The real standout elements of this chapter have nothing to do with the plot, but are instead all the feverishly imagined details of this far-future world, The Night Land. Standing at various vantages along The Last Redoubt, our narrator narrates the very weird landscape & it’s deeply strange features. Here, like being dropped of a cliff, Hodgson manifests a sprawling scenario of strangeness that leaves us readers’ heads spinning with vertigo. The Last Redoubt, being a pyramid, has it’s four points aligned with the cardinal directions of the compass; in between these, occupying the North West, South East &c, points on the horizons are The Watchers. We are offered limited descriptions of each, but the looming impression is that of titanic creatures, squatting, waiting, agelessly gazing on. The structures of time we are offered are tremendous. The Watcher Of The South, for example, “had grown out of the blackness of the South Unknown Lands a million years gone; and the steady growing nearness of it had been noted and set out at length by the men they called Monstruwacans; so that it was possible to search in our libraries, and learn of the very coming of this Beast in the olden-time.”
These Cyclopean Watchers are only a part of the landscape. Hodgson also offers a geography of weirdness: The Vale of Red Fire, the Three Silver-fire Holes, “The Country Whence Comes The Great Laughter”, & the like sprawl out in all directions. Each is in it’s own way laced with menace. Out across the benighted lands of the Night Land stalk Silent Ones, Ab-humans, Night-Hounds & “eyes in all that dark”.

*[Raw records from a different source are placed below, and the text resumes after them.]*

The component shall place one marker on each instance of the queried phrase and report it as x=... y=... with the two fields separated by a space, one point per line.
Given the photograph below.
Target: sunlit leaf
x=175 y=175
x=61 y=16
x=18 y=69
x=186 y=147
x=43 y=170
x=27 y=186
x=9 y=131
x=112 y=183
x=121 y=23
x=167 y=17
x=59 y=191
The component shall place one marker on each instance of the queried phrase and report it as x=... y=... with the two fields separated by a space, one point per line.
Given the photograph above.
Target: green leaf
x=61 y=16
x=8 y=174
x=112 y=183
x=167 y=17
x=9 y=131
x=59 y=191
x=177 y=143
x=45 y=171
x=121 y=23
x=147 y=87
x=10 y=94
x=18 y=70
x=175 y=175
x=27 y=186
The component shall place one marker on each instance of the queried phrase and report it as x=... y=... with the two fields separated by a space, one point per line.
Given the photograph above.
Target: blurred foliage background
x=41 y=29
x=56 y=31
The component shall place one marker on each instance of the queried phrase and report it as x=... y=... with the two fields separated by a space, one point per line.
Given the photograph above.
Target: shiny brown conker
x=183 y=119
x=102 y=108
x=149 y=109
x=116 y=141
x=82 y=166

The power in how Hodgson lays all of this out is in his esoteric manner. Our imaginations lean in to wander around The Road By The Quiet City or The Place Where The Silent Ones Are Never due to the blatantly evocative names & the lurid, ominous phrases each place is couched in. When Hodgson casts volcanic luminance up from the Giant’s Kiln across The Headland From Which Strange Things Peer, there is little hope but to wonder at the nictating gaze of unknown Slayers. & on thusly until the richness of these threats clots our imaginations.
Our last hope against the Power of the Slayers, as we wind down the chapter, is given to us in an electric circle that surrounds the Pyramid rising to a half-mile, powered by what we are told is the Earth-Current. No sooner than the mysterious Earth-Current mentioned than we’re told all fear it’s immanent failing on a Day of Doom, when “all will be helpless to the Watchers and the Abundant Terror”.
The is little hope in The Night Land.
One of the oddest things is that absolutely no heed is given to the child that was born, dooming Mirdath to her death, at the end of the last chapter. None. Did the child die as well? Did it perhaps live? We are given nothing.